The computing industry seems to continually accidentally – or perhaps more accurately, deliberately – shoot itself in the foot, by manufacturing machines with new connections that don’t link up with old peripherals.
My own MacBook comes with USB-C ports only, for instance, so that it is impossible to connect to older devices, such as external drives and DVD players, without an adaptor.
Many has been the time a colleague has handed me a standard USB pen drive to drag off some data, and I have had to concede defeat. Ironically my laptop is simply too advanced to actually be functional, for many of these occasions.
So hearts might perhaps initially be sinking to hear that USB4 will likely be with us in 2021… when that announcement has been made before USB 3.2 has even appeared. However, this next generation in IT connectivity might also arrive with an additional degree of lateral thinking, as early rumours reach us that it is also designed to be more open in its connectivity, extending to the Thunderbolt 3 protocol.
At the moment laptops and PCs often come with a myriad of connections, the manufacturers (aside from my example of Apple, perhaps) trying to accommodate various devices, and all eventualities, with a Byzantine array of ports. These might include USB-A or USB-C, for instance, or Intel’s Thunderbolt connection which, infuriatingly, looks much like a USB-C. But isn’t. Sometimes you have cables running around the desk like Medusa’s hair, in between trims.
So along comes USB4 and… so far so good. USB4 promises transfer speeds of 40Gbps and, crucially, to unify connections to USB-C size, and to incorporate Thunderbolt devices. If this sounds confusing, it’s rather like Gandalf finding one ring to unite all rings. Older devices will still be able to connect via USB4, but of course, will only work at their old speed. However, older USB-A cables won’t be able to plug straight in, although you may still be able to link them through an adaptor. Where all this leaves Thunderbolt, however, is less clear. Thunderbolt was designed to be the one cable people would need… and that situation evidently hasn’t come to pass. USB4 won’t be entirely the same as Thunderbolt, and it will really be up to the manufacturer to decide whether their devices will ultimately support both.
We hope that the arrival of USB4 will simplify cabling connectivity but experience has shown us over the years that we should possibly not hold our collective breath. And this is especially true when you consider that it really depends on what the manufacturers work into their products. At Hi5 we certainly hope that this new generation of USB ports will at least start to simplify the situation, and this news that USB4 will – at least partially – support Thunderbolt 3 is certainly welcome.
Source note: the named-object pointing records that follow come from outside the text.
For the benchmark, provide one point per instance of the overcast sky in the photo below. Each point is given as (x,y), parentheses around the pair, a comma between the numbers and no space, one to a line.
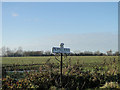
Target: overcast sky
(80,26)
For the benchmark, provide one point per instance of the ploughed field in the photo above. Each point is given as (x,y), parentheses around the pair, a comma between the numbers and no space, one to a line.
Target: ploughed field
(79,72)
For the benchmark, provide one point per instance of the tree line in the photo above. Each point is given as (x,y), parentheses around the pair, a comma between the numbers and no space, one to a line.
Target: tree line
(19,52)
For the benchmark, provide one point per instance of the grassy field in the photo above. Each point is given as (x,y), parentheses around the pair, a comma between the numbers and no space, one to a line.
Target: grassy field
(97,71)
(43,59)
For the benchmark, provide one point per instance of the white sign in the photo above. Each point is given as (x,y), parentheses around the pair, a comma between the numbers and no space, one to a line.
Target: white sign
(61,49)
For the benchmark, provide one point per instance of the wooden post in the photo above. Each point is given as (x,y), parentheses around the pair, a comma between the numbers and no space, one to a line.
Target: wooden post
(61,71)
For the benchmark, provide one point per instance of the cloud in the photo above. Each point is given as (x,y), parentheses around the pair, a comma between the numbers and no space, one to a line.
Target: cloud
(15,14)
(82,42)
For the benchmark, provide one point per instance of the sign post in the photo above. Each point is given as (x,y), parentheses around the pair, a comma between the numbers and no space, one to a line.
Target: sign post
(61,50)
However, USB, introduced back in 1996, now powers everything from your external drives to the memory stick on your key ring… and there remains a lot to unravel between now and 2021.
Electronic product designers will need to think carefully about the ports they use in the future, making sure that they are keeping up with the latest technological trends while also ensuring they don’t alienate key members of their target audience by using connectors that nobody can understand.